Un procès pour violences conjugales marqué par le témoignage d'une enfant
Le tribunal d'Alès, dans le Gard, a jugé ce jeudi 2 avril un homme de 35 ans pour violences intrafamiliales. L'Anduzien, artisan de profession, a comparu en comparution immédiate après avoir agressé sa compagne la veille, au petit matin, dans leur logement d'Anduze, au cœur des Cévennes gardoises.
Une scène de violence au réveil
Le drame s'est déroulé mercredi 1er avril, peu après le lever du jour. La victime, qui avait passé la soirée précédente au loto, a été réveillée par son compagnon, visiblement mécontent de sa sortie. L'homme a tambouriné à la porte de la chambre, proféré des insultes, puis est entré avant de la pousser violemment. La femme s'est cogné la jambe contre le lit lors de cette agression.
Alertée par le bruit, la fillette de la victime, âgée de seulement 11 ans, a immédiatement contacté les gendarmes. Son témoignage, recueilli lors de l'enquête, est particulièrement glaçant : "J'ai eu peur qu'il la frappe, ou qu'il prenne un couteau et la tue. Je me suis cachée sous la couette et j'ai appelé les flics."
Un prévenu en situation de récidive
Interpellé en milieu de matinée, l'homme a été conduit au palais de justice d'Alès entre deux militaires. En situation de récidive, il a pointé son alcoolisme lors de l'audience. "On s'est poussé mutuellement. On s'est insulté mutuellement. Je l'ai poussée comme elle m'a poussé", a-t-il déclaré, les larmes aux yeux, tout en précisant qu'il ne l'avait pas giflée.
Le prévenu a ajouté : "Je regrette vraiment, vraiment, le comportement que j'ai. Je comprends que la Justice en a marre de moi. Je ne suis pas un mauvais garçon."

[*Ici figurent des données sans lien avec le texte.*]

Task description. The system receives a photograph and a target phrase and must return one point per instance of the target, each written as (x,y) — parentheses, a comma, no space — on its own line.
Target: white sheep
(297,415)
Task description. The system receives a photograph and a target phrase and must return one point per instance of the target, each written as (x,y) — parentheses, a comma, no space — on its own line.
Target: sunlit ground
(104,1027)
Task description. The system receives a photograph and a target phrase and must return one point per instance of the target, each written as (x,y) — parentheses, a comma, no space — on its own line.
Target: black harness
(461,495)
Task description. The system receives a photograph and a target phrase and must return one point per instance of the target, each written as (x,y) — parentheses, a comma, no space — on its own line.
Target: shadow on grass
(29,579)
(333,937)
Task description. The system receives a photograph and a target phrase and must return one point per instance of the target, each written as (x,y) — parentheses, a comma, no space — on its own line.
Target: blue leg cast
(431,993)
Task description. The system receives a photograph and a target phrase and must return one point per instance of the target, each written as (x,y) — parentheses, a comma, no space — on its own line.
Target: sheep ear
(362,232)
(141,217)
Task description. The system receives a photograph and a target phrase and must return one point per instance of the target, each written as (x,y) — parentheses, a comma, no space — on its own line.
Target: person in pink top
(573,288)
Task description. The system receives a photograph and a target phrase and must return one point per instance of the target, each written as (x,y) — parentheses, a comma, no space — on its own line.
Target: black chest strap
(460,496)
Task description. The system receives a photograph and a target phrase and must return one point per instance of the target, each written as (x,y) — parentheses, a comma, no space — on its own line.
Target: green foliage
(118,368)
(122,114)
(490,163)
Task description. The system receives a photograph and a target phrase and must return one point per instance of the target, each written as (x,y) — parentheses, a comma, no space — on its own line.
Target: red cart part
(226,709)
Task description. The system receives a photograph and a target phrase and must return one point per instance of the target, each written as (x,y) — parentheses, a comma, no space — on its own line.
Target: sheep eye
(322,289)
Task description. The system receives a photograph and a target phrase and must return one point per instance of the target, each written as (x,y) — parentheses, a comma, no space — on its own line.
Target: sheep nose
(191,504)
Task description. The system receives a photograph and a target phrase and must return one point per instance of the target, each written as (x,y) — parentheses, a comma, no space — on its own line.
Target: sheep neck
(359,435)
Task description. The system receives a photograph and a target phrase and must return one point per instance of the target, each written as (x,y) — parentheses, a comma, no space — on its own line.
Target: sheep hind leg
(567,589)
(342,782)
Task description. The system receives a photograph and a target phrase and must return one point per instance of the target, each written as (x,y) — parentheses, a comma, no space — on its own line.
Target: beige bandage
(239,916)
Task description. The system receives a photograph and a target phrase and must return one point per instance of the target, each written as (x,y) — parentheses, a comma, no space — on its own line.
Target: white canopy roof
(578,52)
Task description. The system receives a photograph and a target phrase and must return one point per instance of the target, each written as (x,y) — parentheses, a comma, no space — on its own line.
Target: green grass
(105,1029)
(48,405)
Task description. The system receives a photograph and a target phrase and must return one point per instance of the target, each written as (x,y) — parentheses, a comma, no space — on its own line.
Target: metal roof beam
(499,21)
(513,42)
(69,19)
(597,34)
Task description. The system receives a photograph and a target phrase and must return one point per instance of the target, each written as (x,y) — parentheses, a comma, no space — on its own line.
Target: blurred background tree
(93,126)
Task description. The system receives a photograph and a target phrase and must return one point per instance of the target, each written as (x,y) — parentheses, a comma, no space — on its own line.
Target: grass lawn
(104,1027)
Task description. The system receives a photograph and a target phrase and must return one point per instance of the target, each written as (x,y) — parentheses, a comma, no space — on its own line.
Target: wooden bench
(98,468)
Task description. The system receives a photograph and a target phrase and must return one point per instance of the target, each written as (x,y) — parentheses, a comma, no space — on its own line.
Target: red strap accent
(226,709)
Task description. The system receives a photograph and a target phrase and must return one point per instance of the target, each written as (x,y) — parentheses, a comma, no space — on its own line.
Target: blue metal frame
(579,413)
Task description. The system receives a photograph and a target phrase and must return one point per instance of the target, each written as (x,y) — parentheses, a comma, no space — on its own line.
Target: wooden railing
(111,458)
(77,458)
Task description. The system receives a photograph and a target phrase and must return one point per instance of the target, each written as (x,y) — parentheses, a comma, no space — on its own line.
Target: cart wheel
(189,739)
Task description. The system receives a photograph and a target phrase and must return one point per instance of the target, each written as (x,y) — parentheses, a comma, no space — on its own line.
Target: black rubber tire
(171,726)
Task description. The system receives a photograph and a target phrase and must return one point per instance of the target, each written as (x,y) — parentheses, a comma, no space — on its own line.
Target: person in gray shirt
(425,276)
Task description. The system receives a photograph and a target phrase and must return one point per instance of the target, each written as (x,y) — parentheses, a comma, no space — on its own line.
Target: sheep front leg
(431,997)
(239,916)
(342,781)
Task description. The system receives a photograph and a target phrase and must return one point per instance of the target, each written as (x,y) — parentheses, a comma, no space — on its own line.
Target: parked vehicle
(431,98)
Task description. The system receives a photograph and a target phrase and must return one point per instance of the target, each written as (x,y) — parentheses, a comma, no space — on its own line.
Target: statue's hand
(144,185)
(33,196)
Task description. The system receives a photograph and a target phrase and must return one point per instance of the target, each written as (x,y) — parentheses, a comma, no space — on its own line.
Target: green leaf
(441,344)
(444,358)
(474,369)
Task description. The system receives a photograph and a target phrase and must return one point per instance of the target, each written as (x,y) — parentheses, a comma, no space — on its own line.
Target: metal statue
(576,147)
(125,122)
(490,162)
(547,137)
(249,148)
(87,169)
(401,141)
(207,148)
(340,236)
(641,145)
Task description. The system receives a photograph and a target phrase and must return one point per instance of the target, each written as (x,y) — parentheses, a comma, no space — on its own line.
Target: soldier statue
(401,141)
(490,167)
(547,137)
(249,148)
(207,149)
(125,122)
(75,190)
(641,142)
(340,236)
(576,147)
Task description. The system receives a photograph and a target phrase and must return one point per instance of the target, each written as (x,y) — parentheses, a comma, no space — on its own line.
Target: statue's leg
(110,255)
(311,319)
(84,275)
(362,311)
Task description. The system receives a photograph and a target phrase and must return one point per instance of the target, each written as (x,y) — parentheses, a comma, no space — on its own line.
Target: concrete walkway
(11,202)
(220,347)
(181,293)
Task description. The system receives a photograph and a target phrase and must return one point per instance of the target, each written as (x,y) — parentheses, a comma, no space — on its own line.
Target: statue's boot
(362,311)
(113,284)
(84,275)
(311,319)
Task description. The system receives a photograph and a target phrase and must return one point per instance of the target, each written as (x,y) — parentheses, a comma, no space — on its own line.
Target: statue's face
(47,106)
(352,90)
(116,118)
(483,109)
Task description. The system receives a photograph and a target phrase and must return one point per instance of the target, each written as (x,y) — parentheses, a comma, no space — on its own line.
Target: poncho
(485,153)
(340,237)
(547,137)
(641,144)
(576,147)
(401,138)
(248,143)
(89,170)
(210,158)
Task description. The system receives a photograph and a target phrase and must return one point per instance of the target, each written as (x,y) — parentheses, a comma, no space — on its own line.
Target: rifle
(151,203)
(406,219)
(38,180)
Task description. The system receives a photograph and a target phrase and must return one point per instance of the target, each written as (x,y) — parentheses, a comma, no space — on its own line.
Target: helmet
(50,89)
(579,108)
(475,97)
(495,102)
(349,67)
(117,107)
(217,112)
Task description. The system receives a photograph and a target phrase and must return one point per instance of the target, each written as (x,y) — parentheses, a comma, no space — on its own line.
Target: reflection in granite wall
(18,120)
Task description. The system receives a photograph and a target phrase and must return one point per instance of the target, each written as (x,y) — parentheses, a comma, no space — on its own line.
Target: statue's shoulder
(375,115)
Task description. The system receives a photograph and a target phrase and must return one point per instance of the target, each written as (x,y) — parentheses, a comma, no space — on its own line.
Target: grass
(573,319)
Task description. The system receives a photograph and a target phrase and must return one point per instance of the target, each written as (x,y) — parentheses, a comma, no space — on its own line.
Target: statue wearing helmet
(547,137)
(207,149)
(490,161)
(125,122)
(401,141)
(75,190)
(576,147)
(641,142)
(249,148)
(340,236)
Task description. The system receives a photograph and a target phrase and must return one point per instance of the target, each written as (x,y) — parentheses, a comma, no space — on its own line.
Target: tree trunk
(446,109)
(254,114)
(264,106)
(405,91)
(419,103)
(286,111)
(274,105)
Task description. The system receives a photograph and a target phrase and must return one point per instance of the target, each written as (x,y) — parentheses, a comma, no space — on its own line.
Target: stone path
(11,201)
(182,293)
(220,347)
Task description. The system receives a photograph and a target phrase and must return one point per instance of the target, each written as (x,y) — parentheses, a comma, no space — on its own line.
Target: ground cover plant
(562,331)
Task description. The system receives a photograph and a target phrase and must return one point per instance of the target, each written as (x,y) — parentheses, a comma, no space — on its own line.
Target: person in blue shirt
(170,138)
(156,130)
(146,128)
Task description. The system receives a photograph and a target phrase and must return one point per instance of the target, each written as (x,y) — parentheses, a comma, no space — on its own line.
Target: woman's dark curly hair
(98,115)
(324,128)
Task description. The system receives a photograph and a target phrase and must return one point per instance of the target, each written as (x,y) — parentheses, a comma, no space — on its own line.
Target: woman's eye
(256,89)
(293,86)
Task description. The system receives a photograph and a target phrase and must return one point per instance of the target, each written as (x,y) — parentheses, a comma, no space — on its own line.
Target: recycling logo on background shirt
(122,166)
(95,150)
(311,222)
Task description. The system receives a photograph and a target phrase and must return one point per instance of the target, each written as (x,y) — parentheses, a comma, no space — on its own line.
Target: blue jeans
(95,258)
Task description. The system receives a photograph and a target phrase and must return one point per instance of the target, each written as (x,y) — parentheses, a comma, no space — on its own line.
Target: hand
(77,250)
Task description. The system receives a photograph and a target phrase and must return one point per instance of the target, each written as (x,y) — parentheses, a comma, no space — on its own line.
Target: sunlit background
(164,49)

Les réactions des parties au procès
Me Camille Monestier, conseil de la partie civile, a indiqué que la conjointe était "dans une logique de séparation" et qu'il était "impératif de mettre à la charge de Monsieur une obligation de soins".
Cindy Fernandez, la substitut du procureur de la République, s'est dite sidérée par les faits : "Dans quel monde une enfant de 11 ans doit vivre ça ? Nulle part. Ça m'a sidérée !" Elle a également critiqué le "positionnement" du prévenu qui, selon elle, "fait régner la terreur dans cette maison".
La magistrate a requis 18 mois de prison, dont six avec sursis probatoire, la révocation d'un sursis probatoire de trois mois et un mandat de dépôt.
La défense plaide pour une interprétation différente
Me Karim Derbal, avocat de la défense, s'est interrogé sur l'interprétation de la loi concernant les violences intrafamiliales. Il a estimé que dans ce cas précis, les violences auraient été réciproques. "Si ça c'était passé en dehors de la sphère familiale, je ne sais même pas s'il y aurait eu une amende. On passe de rien à un mandat de dépôt", a-t-il plaidé, s'excusant de ne pas être "politiquement correct".
Persuadé que la loi n'avait pas été prévue pour ce qu'il considère comme de vulgaires disputes conjugales, il a affirmé que "le délire doit s'arrêter à un moment donné. Et ça doit s'arrêter quand les juges disent stop". L'avocat a demandé aux juges de "revenir à la réalité" et de "sanctionner, certes, mais vous n'irez pas jusqu'à décider de fracasser ce qu'il a construit dans sa vie".
Le verdict du tribunal
Le tribunal a finalement condamné l'Anduzien à 18 mois de prison, dont la moitié avec sursis probatoire. Ses trois mois avec sursis ont également été révoqués. Cependant, le mandat de dépôt n'a pas été prononcé, ce qui signifie que la peine ferme est potentiellement aménageable.
Ce verdict intervient dans un contexte où les violences intrafamiliales font régulièrement l'objet de procès en comparution immédiate, avec des témoignages d'enfants qui mettent en lumière l'impact profond de ces drames familiaux sur les plus jeunes.